The Austrian DPA found the respondent at fault for not providing information and notifications in languages that are relevant to the countries where the services are being offered, based on the nationality or place of residence of the data subject.
The respondent violated Article 14 of GDPR by using a deceptive pattern of language discontinuity, as they provided the complainant with information in Polish, despite the complainant residing in Austria and speaking German. The respondent further processed the complainant's data for five months without informing her. Although the respondent subsequently provided the required information in German during the proceedings, they violated the law by not initially providing information in a language that the complainant could understand. However, the complaint was dismissed as the complainant did not claim linguistic inability and the subsequent information was considered to be sufficiently comprehensible.

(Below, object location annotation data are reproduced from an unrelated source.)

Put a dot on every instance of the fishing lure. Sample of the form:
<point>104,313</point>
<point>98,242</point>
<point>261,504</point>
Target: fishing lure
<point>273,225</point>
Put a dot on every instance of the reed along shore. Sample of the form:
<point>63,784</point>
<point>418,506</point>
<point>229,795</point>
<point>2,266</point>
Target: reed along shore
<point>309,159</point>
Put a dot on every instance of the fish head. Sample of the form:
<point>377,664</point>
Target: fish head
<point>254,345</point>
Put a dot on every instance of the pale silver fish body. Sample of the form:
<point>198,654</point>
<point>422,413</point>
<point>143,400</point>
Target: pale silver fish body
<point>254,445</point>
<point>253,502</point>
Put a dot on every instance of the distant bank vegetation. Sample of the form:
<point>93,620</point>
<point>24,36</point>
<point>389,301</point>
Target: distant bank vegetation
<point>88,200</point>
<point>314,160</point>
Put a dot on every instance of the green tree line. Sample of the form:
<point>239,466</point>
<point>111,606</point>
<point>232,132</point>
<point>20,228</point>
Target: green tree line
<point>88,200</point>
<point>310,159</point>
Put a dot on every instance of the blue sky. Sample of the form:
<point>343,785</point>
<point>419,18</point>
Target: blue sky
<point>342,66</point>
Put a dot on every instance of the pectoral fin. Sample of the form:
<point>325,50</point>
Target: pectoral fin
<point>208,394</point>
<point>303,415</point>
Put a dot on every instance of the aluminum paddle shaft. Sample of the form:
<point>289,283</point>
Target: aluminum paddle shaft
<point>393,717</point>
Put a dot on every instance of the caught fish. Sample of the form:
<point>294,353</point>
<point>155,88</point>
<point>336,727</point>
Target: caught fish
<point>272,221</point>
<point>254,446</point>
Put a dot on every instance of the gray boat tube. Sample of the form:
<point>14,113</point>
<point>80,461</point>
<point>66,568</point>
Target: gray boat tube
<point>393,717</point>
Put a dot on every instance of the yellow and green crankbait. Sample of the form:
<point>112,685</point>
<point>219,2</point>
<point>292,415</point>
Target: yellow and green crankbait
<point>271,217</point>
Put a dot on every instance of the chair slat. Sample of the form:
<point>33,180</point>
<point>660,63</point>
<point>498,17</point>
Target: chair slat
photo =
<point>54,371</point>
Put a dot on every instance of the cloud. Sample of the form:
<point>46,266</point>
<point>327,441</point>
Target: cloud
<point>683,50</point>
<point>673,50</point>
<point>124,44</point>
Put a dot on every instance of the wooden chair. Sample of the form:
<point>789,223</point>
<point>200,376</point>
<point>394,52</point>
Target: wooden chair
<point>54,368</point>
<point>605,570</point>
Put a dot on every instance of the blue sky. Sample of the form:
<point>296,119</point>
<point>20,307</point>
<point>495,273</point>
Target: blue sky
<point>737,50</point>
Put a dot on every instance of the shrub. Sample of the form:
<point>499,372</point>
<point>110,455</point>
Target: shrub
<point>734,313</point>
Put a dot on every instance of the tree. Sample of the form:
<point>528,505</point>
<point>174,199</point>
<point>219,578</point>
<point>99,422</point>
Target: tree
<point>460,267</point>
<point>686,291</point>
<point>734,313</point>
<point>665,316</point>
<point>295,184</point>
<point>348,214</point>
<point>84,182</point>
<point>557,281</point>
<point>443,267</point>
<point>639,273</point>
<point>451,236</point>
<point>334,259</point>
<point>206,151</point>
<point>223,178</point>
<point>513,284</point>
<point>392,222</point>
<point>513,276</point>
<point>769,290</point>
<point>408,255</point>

The Austrian DPA stated that the respondent can fix the alleged violation by following the complainant's requests until the investigation is finished.
Brigitte A. (complainant) and N & Co Material GmbH (respondent)
The trick wording deceptive pattern takes advantage of user expectations and ambiguous language to mislead and deceive users. It is normal for users to scan-read when they are online, as a way to cope with the sheer volume of information they are faced with. This means they don't read and dwell on every word on every page. Trick wording usually takes advantage of the scan reading strategy, by making a piece of content look like it is saying one thing, when in fact it is saying something else that is not in the user's best interests.
Specifies required information for data subjects when collecting personal data from other sources, including controller identity, processing purposes, personal data categories, recipients, and retention period.